Para quem viveu a euforia do título da Esportiva em 60, agora é hora de apoiar a Laranja Mecânica para pôr ponto final nesse tabu indigesto. “A Esportiva parou, o Guaratinguetá também não disputa mais. Acredito que seja o momento do Manthiqueira. Depois de seis anos de fundação eu acho que a turma está chegando firme para disputar esse título”, respondeu Carlos Marcondes, historiador, narrador e apresentador de Rádio Clube.

Valdemir Barbosa e o Professor Carlos Eugênio Marcondes relembram última conquista em Guaratinguetá (Foto: Leandro Oliveira)
Valdemir Barbosa e o Professor Carlos Eugênio Marcondes relembram última conquista em Guará (Foto: Leandro Oliveira)

Marcondes está com 83 anos, narrou de perto e de longe a história da Esportiva. No jogo do título, em 60, ele não estava na cidade. Narrou outra partida decisiva pela conquista da Rubra, no mesmo horário, entre Catanduvense e Irmãos Romano, que terminou 0 a 0. “Eram oito mil torcedores no Benedito Meirelles. Existia uma grande expectativa pelo título”, salientou.
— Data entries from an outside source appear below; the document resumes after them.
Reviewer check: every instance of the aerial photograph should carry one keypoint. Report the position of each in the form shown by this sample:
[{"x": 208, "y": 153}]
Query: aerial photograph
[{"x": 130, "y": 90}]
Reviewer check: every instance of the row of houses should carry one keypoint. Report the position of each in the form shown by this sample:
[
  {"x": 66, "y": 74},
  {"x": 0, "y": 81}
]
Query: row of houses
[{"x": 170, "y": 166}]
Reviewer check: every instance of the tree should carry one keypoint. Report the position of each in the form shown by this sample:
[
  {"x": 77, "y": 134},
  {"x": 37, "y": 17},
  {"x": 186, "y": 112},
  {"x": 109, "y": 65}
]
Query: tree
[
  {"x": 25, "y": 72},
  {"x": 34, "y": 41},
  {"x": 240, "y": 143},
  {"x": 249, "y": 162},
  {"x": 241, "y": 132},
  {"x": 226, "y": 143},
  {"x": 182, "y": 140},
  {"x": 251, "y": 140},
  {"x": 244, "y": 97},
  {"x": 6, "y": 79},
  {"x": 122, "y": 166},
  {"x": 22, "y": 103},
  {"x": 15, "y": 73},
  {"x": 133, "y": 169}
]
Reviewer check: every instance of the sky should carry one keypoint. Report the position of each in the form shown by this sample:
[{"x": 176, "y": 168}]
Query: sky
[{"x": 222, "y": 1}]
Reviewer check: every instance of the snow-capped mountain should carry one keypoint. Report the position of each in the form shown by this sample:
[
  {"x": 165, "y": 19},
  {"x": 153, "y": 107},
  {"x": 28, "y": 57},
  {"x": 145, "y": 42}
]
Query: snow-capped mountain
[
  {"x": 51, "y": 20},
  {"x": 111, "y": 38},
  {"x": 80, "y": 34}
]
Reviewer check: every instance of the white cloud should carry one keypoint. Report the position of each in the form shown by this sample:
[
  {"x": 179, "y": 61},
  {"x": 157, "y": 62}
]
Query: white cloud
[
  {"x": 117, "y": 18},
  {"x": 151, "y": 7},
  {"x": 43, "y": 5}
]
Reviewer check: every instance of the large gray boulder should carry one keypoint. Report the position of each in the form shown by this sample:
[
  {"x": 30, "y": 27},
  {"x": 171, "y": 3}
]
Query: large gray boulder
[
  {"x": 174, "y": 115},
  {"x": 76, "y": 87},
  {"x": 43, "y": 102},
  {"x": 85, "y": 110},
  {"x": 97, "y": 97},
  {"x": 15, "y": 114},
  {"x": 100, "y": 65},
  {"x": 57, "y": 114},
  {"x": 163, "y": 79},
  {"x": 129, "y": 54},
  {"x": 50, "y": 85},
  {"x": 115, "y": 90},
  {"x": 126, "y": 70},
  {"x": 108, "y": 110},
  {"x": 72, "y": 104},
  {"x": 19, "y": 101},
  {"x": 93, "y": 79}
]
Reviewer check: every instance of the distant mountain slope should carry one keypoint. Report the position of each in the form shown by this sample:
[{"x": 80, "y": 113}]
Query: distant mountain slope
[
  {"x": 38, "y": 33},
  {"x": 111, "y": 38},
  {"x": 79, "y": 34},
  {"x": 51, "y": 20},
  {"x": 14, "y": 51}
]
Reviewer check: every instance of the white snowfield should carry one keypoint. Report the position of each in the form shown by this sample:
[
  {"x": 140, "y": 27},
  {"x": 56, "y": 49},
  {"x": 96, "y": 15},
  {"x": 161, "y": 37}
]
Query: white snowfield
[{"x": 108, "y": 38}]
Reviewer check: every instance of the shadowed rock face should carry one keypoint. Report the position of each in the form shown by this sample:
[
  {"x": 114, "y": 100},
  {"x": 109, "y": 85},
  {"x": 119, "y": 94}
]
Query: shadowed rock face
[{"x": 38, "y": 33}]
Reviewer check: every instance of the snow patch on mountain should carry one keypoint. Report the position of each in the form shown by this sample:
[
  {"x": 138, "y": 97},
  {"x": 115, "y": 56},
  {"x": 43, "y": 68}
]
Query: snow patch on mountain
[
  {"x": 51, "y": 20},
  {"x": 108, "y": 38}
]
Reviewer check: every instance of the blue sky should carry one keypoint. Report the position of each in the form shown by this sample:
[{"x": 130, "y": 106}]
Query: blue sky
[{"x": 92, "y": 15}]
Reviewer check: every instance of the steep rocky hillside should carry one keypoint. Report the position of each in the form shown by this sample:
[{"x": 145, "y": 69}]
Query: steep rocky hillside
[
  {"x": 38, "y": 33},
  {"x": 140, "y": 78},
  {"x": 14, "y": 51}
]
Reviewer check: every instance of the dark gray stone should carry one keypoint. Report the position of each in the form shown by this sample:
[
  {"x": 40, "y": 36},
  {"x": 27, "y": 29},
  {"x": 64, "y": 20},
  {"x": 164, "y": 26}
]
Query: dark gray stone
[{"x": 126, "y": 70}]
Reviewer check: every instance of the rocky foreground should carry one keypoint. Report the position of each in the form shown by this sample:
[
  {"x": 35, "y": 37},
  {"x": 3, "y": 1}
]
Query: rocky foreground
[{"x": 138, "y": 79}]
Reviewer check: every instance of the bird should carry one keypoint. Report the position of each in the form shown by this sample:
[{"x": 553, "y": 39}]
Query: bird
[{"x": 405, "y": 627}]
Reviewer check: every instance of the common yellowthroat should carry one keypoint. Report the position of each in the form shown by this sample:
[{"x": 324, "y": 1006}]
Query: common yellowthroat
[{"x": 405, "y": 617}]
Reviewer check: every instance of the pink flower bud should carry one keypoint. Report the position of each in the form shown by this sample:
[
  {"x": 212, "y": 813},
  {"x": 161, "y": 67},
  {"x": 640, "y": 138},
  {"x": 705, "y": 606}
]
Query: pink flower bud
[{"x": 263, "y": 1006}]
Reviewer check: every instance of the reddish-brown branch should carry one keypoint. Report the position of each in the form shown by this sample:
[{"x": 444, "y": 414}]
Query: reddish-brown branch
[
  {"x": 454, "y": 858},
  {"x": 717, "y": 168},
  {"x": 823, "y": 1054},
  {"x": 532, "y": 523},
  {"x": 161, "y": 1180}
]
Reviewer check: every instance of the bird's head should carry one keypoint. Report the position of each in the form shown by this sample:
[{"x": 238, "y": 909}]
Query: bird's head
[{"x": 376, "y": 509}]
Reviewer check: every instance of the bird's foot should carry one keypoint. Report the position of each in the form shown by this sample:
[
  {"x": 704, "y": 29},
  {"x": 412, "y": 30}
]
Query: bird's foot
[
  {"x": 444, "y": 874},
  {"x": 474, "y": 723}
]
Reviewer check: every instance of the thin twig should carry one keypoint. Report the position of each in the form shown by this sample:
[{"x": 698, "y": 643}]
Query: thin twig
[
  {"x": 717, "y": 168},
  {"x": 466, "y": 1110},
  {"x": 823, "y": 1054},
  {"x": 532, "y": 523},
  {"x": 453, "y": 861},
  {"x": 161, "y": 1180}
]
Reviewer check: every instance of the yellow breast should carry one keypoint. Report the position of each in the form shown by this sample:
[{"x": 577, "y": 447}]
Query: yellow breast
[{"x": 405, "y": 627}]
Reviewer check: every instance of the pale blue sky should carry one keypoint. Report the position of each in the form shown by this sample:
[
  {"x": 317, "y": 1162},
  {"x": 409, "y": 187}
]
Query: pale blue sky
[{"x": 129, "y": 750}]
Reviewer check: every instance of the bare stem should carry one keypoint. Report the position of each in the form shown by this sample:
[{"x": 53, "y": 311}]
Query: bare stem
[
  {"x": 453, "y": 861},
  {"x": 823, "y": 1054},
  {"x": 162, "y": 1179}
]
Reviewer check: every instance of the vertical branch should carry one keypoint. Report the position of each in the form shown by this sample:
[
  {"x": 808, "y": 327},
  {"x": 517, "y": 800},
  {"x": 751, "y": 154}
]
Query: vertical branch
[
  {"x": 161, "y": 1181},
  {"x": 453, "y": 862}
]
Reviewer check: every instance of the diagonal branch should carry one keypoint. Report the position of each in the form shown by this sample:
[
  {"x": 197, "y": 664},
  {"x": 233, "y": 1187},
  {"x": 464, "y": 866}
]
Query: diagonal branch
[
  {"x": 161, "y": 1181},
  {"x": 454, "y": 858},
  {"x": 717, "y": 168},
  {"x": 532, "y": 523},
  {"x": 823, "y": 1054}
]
Valdemir Barbosa, repórter da Rádio Clube, também contou a história da Esportiva. Ele acredita que, depois das idas e vindas do Guaratinguetá, o torcedor vai voltar a abraçar uma equipe da cidade. “A torcida está carente do futebol. Desde que o Guará foi para Americana não foi a mesma coisa”, respondeu. “O Manthiqueira está ocupando uma lacuna muito grande e teve a sorte e felicidade de ter acendido à Série A-3. O time tem chances reais de comemorar o título na cidade”, concluiu.

Em 30 de outubro de 1960 os oito mil torcedores que foram ao Benedito Meirelles voltaram para casa com o título na bagagem. Neste 30 de setembro de 2017 os novos torcedores do Manthiqueira vão ao Dario Rodrigues Leite com o mesmo desejo dos antigos admiradores da Esportiva: ver o time campeão.